Attrition in the CD Replication Industry
Jan 29, 1997 The past few months have seen some major changes in the CD manufacturing industry. Several companies have closed, or been sold, including the first and largest CD manufacturer in the United States, DMI (Disc Manufacturing, Inc.) Cinram, a replication company based in Toronto, Canada, is expected to close their purchase of DMI by the end of February 1997. Pilz, of Concordville, PA has also changed hands recently. Two other plants, one owned by Technidisc and the other by Astral Tech, have sold their equipment and closed the doors, all within the last three or four months.
Death knell? Not Hardly
Some observers from outside the industry have said that these closures signal the beginning of the end of Compact Disc, that competing technologies (including online applications) are taking their toll. My opinion is that instead it marks a transition point, but not necessarily between the "good old days" and a decline, but to better times ahead. Some of these facilities had older, less efficient plants in a time when great strides are being made in designs for smaller, faster, more versatile equipment.
At the same time, margins are dropping precipitously as more newcomers jump into the action, fighting for their share of the market by undercutting competitors, even to the point of taking an occassional loss. Simultaneously, demand for less technically demanding audio discs has decreased recently, while the customers for more difficult but smaller sized and less profitable CD-ROM jobs are demanding lower prices. Then there's DVD... Gearing up for the next year or two while this new technology is implemented is expensive and risky. But this is not as negative as it sounds.
Step Back to Leap Forward
The lifecycle of businesses and entire industries are curious in the way they seem to happen in spurts. Things seem to run along pretty smoothly for awhile, then suddenly clusters of changes happen all at once. It's not unlike a child's growth pattern -- months of steady, slow changes, or no perceptible changes at all, then they shoot up in what seems like a matter of weeks. Just like the gawky teenager, an industry might start to look lean when in fact it is growing, but in a different direction from its expected trends.
The CD manufacturing business is changing, but it is also getting ready for another big growth spurt. The previously dominant audio business is flattening out, but CD-ROM and soon DVD will take up the slack and then some.
More, Faster, Better
Have you noticed how many free CDs you've gotten recently? Everyone from online services and software producers to magazine publishers and catalog vendors is putting their pitch on a disc. In many cases the actual product is delivered on yet another CD-ROM, or even on the same one, activated by keying in a password or serial number. CD-ROM drives are selling in record numbers, and hardly any new desktop computers are sold without one anymore. CD-Recordable systems and applications are also booming. Does this sound like a dying technology?
To produce all those little silvery platters, many of which are very time-sensitive for marketing purposes, CD manufacturers have been hard pressed (bad pun, sorry) to deliver short runs of discs on a fast turnaround. And since many of them are give-aways, replication customers don't want to pay much for them.

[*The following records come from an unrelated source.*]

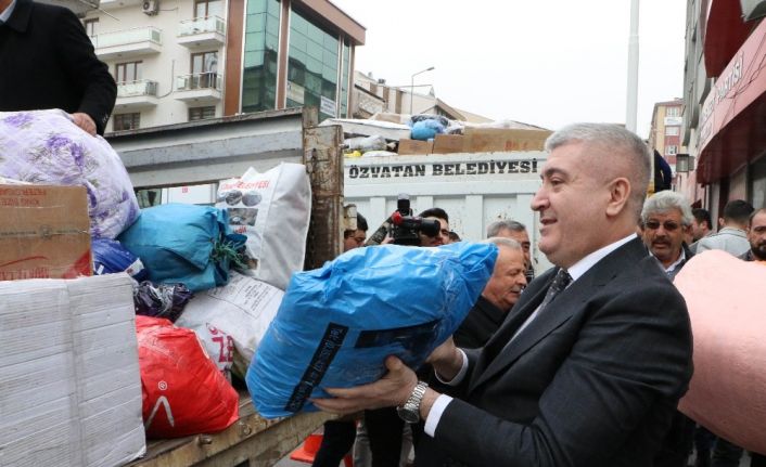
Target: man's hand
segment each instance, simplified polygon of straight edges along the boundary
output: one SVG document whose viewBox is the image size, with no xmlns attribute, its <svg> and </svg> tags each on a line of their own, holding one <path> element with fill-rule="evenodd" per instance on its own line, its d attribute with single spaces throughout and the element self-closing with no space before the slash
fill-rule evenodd
<svg viewBox="0 0 766 467">
<path fill-rule="evenodd" d="M 396 356 L 385 360 L 388 373 L 375 382 L 347 389 L 327 389 L 334 399 L 312 399 L 324 412 L 350 414 L 366 408 L 393 407 L 407 402 L 418 376 Z"/>
<path fill-rule="evenodd" d="M 463 355 L 455 347 L 455 340 L 450 336 L 449 339 L 431 352 L 425 363 L 432 364 L 438 376 L 443 380 L 449 381 L 460 373 L 463 366 Z"/>
<path fill-rule="evenodd" d="M 92 118 L 90 118 L 90 115 L 81 112 L 74 113 L 72 114 L 72 121 L 80 127 L 86 133 L 91 137 L 95 137 L 95 122 Z"/>
</svg>

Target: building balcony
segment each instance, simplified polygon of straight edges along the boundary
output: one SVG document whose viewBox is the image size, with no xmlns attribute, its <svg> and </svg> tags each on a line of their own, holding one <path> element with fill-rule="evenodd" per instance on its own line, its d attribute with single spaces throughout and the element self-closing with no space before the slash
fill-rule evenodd
<svg viewBox="0 0 766 467">
<path fill-rule="evenodd" d="M 226 44 L 226 21 L 218 16 L 182 21 L 177 40 L 189 49 L 221 47 Z"/>
<path fill-rule="evenodd" d="M 149 79 L 117 83 L 117 102 L 119 111 L 133 111 L 154 107 L 157 99 L 157 82 Z"/>
<path fill-rule="evenodd" d="M 217 73 L 195 73 L 176 77 L 175 98 L 188 104 L 215 104 L 221 99 L 224 76 Z"/>
<path fill-rule="evenodd" d="M 104 33 L 90 40 L 101 60 L 151 55 L 162 50 L 162 31 L 151 26 Z"/>
</svg>

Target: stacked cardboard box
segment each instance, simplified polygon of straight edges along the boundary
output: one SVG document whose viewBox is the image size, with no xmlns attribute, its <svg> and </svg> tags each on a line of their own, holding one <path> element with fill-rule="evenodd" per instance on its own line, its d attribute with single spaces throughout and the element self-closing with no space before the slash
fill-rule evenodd
<svg viewBox="0 0 766 467">
<path fill-rule="evenodd" d="M 135 327 L 127 274 L 0 282 L 0 465 L 145 452 Z"/>
<path fill-rule="evenodd" d="M 82 186 L 0 185 L 0 281 L 91 275 Z"/>
</svg>

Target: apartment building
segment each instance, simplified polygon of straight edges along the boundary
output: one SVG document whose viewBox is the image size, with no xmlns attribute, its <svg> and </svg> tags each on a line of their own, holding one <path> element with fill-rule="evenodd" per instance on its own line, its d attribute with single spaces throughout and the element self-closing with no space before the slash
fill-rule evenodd
<svg viewBox="0 0 766 467">
<path fill-rule="evenodd" d="M 649 146 L 660 152 L 676 173 L 676 155 L 685 152 L 681 146 L 681 112 L 684 101 L 658 102 L 652 112 L 652 127 L 649 132 Z"/>
<path fill-rule="evenodd" d="M 295 106 L 345 117 L 366 34 L 327 0 L 102 0 L 82 23 L 118 85 L 106 131 Z"/>
</svg>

For years they've been told how inexpensive it is to deliver large data sets by CD, and typically they expect ever-decreasing prices, even when the manufacturers are losing the cushion of huge audio jobs to slip the little CD-ROM titles in between. Companies who expected this prepared by investing in new technology: the faster, cheaper, more efficient new machines. Those who did not have the foresight or capital to change up as the trend progresses are paying the price, and will continue to do so until they either catch up or cash in.
Ironically, it is the pioneers like DMI who have been in the worst position during this shift to a new phase. They invested heavily in research and development, working with equipment makers to develop custom machines to meet their innovative needs, and working with developers to produce the new formats they demanded.
Now, newcomers and smaller companies who are not so heavily burdened by existing infrastructure (and a few older ones who have deep pockets) are taking advantage of the investment made by the older ones. Unfair? Perhaps, but what's that got to do with business? (I should point out that getting $80,000,000 USD is not the same as going belly-up. DMI shareholders are not expected to cry much).
There may be more closures, but as more investors become aware of the continuing potential of compact disc as a data delivery medium, more replicators will continue to come on line. The fact that CD pressing plants can also (with considerably more investment and effort) produce CD-R media or DVDs is attractive to many who perceive that this industry is here to stay for the foreseeable future. The next best thing just hasn't been developed yet.
In fact, the next metamorphasis of compact disc (DVD) is just now reaching the stores. As inexpensive and versatile as compact discs can be, it may be quite awhile before something better comes around. In the meantime, those with the know-how and capitalization and energy to keep up with the merry-go-round can at least have a good ride. Yee-ha!